The Dog took the shortcut, copying a well loved animal that already has a soul and mimicking its movements and mannerisms. Add an expensive marketing campaign with music and good lighting and choreography and its easy to believe this sleek and beautiful piece of machinery is practically alive.
Then take the other, a faceless mechanical arm. Beautiful perhaps in an abstract and brutalist sense, but with no friendly mannerisms or colorful chassis. It is in fact frightening and shocking to behold, scooping what appears to be blood across the floor.

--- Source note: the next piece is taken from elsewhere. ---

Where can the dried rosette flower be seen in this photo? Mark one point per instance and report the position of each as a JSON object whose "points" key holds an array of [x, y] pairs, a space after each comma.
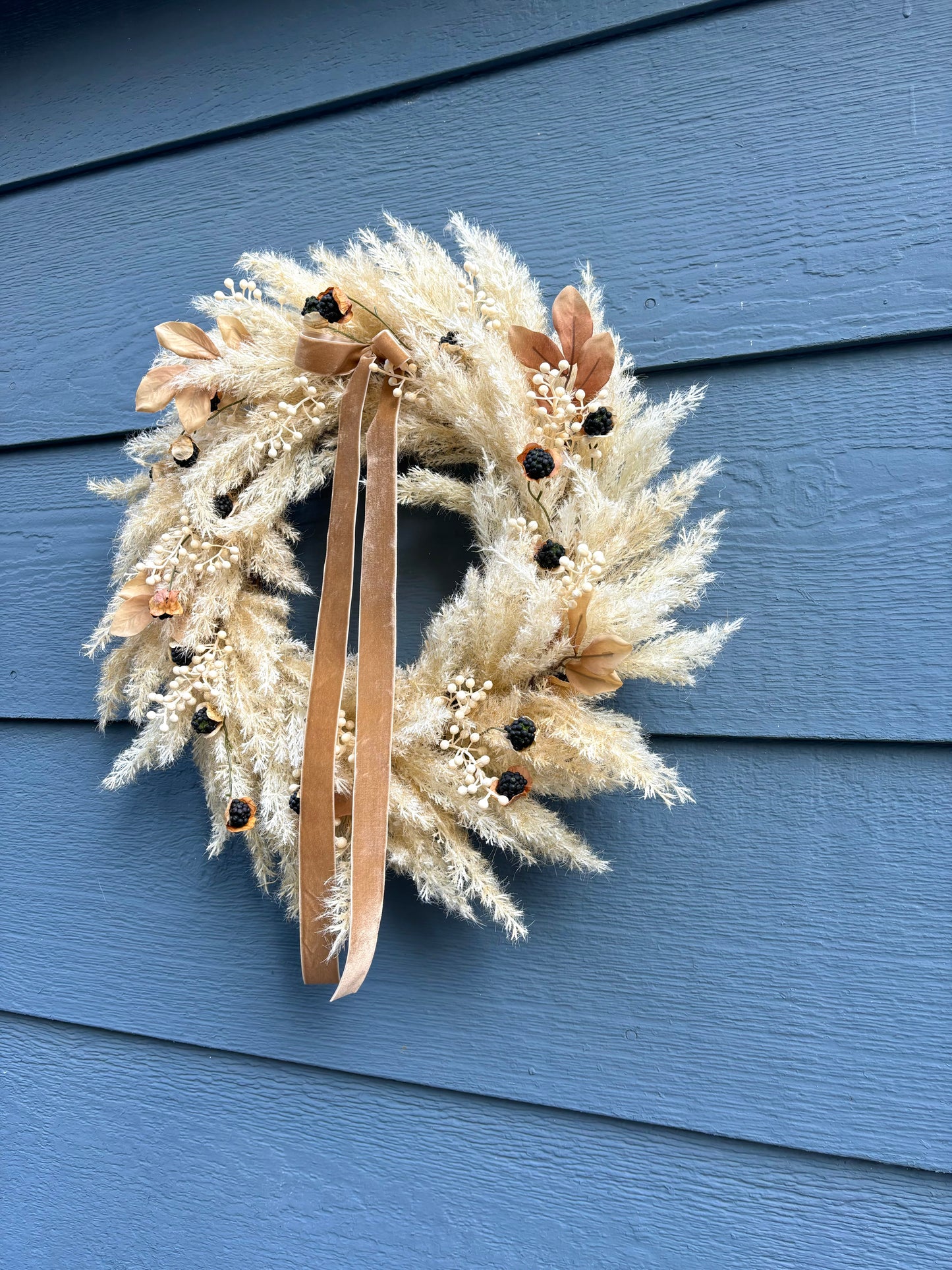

But then we have the mask slip on the friendly dog, and the thing that tried so hard to be cute and funny and beautiful is revealed to be just another toy for the military to use in its quest for human destruction, hiding its purpose behind its ability to dance and play.
All the while sympathy mounts for the mechanical arm, its movements become sluggish, its resolve grows weak, its ability to keep pulling its blood back into itself begins to wane, much like in our own human selves, and this terrifying appendage eventually dies, much like ourselves, having done no harm despite its terrible appearance.
How much easier then is it to bestow the idea of humanity on the arm than the dog. Where the dog becomes better and more capable over time yet more prone to inevitable violence; yet the arm becomes tired in its age and uninterested in harming anything, it merely struggles to keep moving until entropy claims it and it cannot do even that any more.
It becomes an almost hamfisted example of how evil lurks beneath the veneer of advertising, a perfect illustration of how beauty doesn't equal goodness.